Valor Econômico, v. 20, n. 4976, 07/04/2020. Finanças, p. C1
Prazo é resposta para crise dessa envergadura, diz Rial
Talita Moreira
As medidas já adotadas pelo Banco Central (BC) são suficientes para a retomada da atividade econômica dentro de alguns meses. O necessário, agora, é que o sistema financeiro dê prazo para empresas e pessoas físicas honrarem seus compromissos, afirmou o presidente do Santander Brasil, Sérgio Rial.
“Prazo é a resposta para uma crise desta envergadura”, disse o executivo ao Valor na tarde de ontem, durante entrevista transmitida ao vivo no site do jornal. “Os bancos estão preparados para dar prazo para as pessoas que querem pagar as suas dívidas, em parcelas que caibam no seu bolso.”
Uma recessão - no Brasil e no mundo -, o aumento da inadimplência e uma conta a pagar pela sociedade são consequências inevitáveis da crise imposta pela pandemia de coronavírus. No entanto, para o presidente do Santander, o colapso será muito maior caso não se dê fôlego para quem ficou sem caixa agora ou caso simplesmente os contratos sejam rasgados. Para Rial, é preciso chegar a um meio termo. “O que não dá para achar é que se vai resolver uma crise dessas em um ano”, afirmou.
Ontem, o Santander revisou sua projeção para o PIB brasileiro, e passou a prever uma contração de 2,2% para a economia em 2020 - podendo chegar a uma queda de 6% no pior cenário.

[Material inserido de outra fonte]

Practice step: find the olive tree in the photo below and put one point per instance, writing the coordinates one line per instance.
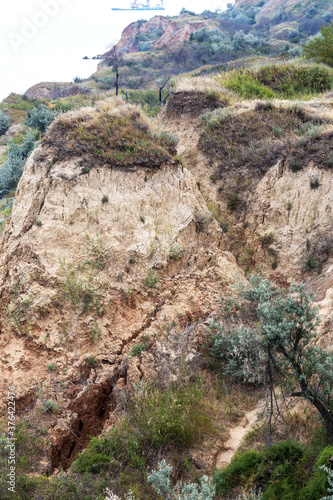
(269, 335)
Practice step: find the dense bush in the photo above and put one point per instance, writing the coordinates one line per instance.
(4, 123)
(161, 482)
(320, 48)
(40, 118)
(245, 84)
(286, 80)
(176, 420)
(282, 471)
(12, 170)
(284, 326)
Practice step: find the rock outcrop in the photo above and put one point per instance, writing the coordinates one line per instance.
(106, 247)
(170, 32)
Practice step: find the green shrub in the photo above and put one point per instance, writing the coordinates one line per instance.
(286, 80)
(317, 486)
(4, 123)
(12, 169)
(40, 118)
(161, 481)
(309, 263)
(52, 367)
(292, 80)
(98, 253)
(252, 466)
(177, 418)
(266, 239)
(247, 86)
(49, 406)
(137, 350)
(151, 279)
(320, 48)
(242, 466)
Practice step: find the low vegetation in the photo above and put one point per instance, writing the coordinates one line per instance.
(12, 170)
(283, 470)
(40, 118)
(289, 80)
(112, 133)
(320, 48)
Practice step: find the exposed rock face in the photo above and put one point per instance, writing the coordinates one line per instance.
(173, 32)
(299, 217)
(74, 280)
(280, 203)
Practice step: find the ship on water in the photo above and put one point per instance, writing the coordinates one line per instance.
(136, 5)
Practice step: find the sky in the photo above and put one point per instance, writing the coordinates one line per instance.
(46, 40)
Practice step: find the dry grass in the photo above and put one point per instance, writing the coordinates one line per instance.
(110, 133)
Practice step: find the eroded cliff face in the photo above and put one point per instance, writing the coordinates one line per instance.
(170, 32)
(97, 258)
(283, 214)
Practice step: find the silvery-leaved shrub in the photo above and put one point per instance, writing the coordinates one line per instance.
(112, 496)
(161, 482)
(253, 494)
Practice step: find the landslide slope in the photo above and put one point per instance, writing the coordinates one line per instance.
(110, 240)
(264, 169)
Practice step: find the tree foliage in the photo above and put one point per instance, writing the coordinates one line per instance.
(320, 48)
(278, 345)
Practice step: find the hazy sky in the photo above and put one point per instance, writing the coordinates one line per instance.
(45, 40)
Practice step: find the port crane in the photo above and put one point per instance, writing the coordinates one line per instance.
(137, 5)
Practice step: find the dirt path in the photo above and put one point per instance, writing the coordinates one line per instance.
(237, 435)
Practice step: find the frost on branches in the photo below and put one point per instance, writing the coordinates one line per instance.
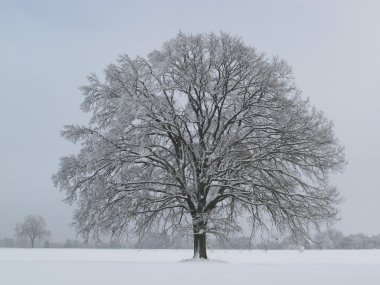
(194, 136)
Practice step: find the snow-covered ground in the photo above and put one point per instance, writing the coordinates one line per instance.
(163, 267)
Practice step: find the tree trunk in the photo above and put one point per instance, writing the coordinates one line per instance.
(199, 231)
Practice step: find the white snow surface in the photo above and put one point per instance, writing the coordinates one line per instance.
(164, 267)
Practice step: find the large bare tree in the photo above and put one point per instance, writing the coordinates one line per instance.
(194, 136)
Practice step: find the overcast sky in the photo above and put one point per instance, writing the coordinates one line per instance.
(47, 48)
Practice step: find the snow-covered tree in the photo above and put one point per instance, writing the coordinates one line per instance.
(32, 228)
(194, 136)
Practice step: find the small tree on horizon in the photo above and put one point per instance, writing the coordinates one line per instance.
(192, 137)
(33, 228)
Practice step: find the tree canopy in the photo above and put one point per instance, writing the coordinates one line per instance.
(199, 133)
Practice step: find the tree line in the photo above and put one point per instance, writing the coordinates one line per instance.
(328, 239)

Rial disse considerar que foram justas as críticas feitas aos bancos sobre aumento de taxas de juros em meio à crise. Segundo ele, houve duas situações. Uma delas foi um aumento de spreads para as grandes companhias, que passaram a demandar mais recursos. A outra, em relação às pequenas empresas, foi um aprendizado das próprias instituições financeiras sobre as medidas que estavam saindo e sobre como fazer o dinheiro chegar à ponta num cenário inédito de risco. Agora, observou, a tendência é que haja um reequilíbrio.
O crédito à folha de pagamentos de pequenas empresas com apoio do Tesouro Nacional será importante para dar agilidade à liberação de recursos a esses negócios. “A junção do setor público com o setor privado foi extremamente benéfica porque nos permite [aos bancos] reagir muito rapidamente e não nos perdermos em discussões de comitês de crédito, de portfólio.”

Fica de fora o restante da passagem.